Calcola che purtroppo le espansioni di Magic escono di continuo e quelle vecchie, a mano a mano, non possono essere più utilizzate nei tornei ufficiali. Quindi spero per te che non siano vecchie, altrimenti è difficile trovare un acquirente.
Molte delle mie infatti sono ancora nel cassetto dopo tanti anni.


----------



## DMZtheRockBear (11 Aprile 2014)

Butcher ha scritto:


> Calcola che purtroppo le espansioni di Magic escono di continuo e quelle vecchie, a mano a mano, non possono essere più utilizzate nei tornei ufficiali. Quindi spero per te che non siano vecchie, altrimenti è difficile trovare un acquirente.
> Molte delle mie infatti sono ancora nel cassetto dopo tanti anni.

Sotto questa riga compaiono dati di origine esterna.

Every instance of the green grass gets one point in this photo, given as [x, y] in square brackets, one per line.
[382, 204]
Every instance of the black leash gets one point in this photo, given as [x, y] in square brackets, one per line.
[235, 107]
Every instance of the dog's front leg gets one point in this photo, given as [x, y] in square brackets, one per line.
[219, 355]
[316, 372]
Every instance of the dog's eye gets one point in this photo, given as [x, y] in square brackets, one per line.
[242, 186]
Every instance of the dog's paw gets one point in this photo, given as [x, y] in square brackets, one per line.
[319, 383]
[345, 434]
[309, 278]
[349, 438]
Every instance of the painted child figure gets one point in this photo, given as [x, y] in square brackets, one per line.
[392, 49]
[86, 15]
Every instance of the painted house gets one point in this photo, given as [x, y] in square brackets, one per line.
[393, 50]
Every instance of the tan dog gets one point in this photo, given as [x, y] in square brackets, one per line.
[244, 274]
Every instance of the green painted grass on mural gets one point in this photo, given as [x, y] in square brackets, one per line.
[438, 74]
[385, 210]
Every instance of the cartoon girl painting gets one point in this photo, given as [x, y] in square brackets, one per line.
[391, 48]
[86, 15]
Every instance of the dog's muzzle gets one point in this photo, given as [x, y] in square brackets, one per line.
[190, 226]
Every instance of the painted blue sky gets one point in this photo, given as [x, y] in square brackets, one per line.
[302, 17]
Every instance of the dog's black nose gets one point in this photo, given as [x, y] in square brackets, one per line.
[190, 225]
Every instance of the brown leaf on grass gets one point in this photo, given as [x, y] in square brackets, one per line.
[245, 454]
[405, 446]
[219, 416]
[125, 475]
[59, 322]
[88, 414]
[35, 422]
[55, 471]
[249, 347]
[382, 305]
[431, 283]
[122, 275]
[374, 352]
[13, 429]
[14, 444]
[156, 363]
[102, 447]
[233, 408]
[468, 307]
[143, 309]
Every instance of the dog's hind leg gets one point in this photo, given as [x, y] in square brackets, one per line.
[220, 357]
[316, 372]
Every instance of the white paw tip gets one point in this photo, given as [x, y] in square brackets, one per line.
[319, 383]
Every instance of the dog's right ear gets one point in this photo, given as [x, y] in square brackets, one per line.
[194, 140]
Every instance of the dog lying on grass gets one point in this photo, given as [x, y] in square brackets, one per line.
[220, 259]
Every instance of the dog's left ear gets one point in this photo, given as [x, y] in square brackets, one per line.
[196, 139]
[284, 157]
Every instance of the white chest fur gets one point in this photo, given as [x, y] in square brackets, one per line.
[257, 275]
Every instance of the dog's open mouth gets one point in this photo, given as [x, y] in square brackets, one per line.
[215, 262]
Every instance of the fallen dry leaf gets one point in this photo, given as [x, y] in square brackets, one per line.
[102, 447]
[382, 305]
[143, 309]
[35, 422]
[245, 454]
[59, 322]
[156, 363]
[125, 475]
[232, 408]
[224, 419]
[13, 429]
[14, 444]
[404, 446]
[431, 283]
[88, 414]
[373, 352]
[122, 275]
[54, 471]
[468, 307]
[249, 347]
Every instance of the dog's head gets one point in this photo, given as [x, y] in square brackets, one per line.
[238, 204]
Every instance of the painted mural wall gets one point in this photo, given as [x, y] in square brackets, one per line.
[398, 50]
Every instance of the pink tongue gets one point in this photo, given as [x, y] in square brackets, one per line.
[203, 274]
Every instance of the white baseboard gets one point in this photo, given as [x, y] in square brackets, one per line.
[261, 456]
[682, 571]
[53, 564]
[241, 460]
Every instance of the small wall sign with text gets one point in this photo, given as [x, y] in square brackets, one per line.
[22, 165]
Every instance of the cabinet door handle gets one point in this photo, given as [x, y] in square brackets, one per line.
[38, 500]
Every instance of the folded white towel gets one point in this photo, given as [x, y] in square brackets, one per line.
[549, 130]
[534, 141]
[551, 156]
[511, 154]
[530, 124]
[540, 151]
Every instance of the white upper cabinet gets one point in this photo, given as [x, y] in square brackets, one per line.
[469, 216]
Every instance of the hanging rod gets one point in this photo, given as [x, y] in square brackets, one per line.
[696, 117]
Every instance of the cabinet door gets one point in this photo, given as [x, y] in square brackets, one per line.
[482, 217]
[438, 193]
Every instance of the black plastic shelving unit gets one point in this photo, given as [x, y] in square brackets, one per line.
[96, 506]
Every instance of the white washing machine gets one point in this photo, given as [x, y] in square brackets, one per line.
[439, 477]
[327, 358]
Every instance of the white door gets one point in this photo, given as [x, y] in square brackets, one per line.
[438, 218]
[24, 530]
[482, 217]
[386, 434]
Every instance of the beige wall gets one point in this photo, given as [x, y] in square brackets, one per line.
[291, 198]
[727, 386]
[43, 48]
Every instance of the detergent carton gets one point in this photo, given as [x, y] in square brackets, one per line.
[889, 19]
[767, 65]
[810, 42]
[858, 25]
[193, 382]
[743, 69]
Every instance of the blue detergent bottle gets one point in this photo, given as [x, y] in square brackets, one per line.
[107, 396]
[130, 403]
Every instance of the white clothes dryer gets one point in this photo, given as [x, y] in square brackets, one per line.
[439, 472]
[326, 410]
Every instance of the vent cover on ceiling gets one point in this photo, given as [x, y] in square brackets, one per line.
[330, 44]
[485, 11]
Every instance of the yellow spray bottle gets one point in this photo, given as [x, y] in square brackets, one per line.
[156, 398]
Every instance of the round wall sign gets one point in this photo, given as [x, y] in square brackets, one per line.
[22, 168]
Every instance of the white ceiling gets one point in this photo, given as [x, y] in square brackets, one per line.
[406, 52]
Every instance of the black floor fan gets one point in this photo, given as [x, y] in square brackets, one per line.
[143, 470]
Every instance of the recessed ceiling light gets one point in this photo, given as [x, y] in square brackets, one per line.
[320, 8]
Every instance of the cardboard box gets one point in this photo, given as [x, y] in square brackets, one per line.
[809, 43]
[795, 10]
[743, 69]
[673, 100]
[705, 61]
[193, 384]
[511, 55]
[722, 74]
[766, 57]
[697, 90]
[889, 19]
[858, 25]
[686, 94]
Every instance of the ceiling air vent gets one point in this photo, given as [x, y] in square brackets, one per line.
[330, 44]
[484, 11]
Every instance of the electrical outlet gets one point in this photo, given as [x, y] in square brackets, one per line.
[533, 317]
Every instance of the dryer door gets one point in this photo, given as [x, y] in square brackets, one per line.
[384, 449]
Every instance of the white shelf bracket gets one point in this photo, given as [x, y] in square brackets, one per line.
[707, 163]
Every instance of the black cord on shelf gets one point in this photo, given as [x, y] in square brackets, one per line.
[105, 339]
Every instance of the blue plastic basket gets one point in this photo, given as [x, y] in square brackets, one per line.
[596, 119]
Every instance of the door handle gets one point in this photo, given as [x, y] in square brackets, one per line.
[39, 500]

saranno di circa 3-4 anni fa,sul sito ho risolto.

Ho chiesto a un posto del genere come dici tu,però accettano solo le carte rare o comunque carte che gli servono perchè ne hanno già troppe,io invece ho bisogno di sbarazzarmene al più presto e al tempo stesso farci qualche soldo. purtroppo sono in un vicolo cieco. Quanto mi conviene metterle su ebay/subito? cioè su una carta che vale 50 centesimi? Li guadagno effettivamente?


----------



## Mou (11 Aprile 2014)

Su eBay ti consiglio di venderle in blocco.


----------



## Butcher (11 Aprile 2014)

Si confermo, vendi tutto in blocco!
Le carte comuni (non-rare) difficilmente le piazzi ai rivenditori, quindi ti conviene vendere direttamente ad un giocatore e, a meno che non tu non voglia perdere tempo per trovarli nelle sale da gioco, vendi in blocco su ebay.


----------



## RonaldBelfordScott (10 Gennaio 2022)

i prezzi sono schizzati alle stelle negli ultimi tempi...specialmente per le reserved lists e carte che vengono ora usate nelle varie modalita` OLD SCHOOL.


----------



## Dejanilgeniodomina84 (10 Gennaio 2022)

Vai su Catawiki. Ci sono date tutti i giorni


----------



## Milanforever26 (10 Gennaio 2022)

DMZtheRockBear ha scritto:


> sono andato su questo sito,ma non trovo nulla in particolare
> 
> in caso comunque dove potrei venderle?


Prova con eBay o subito..


----------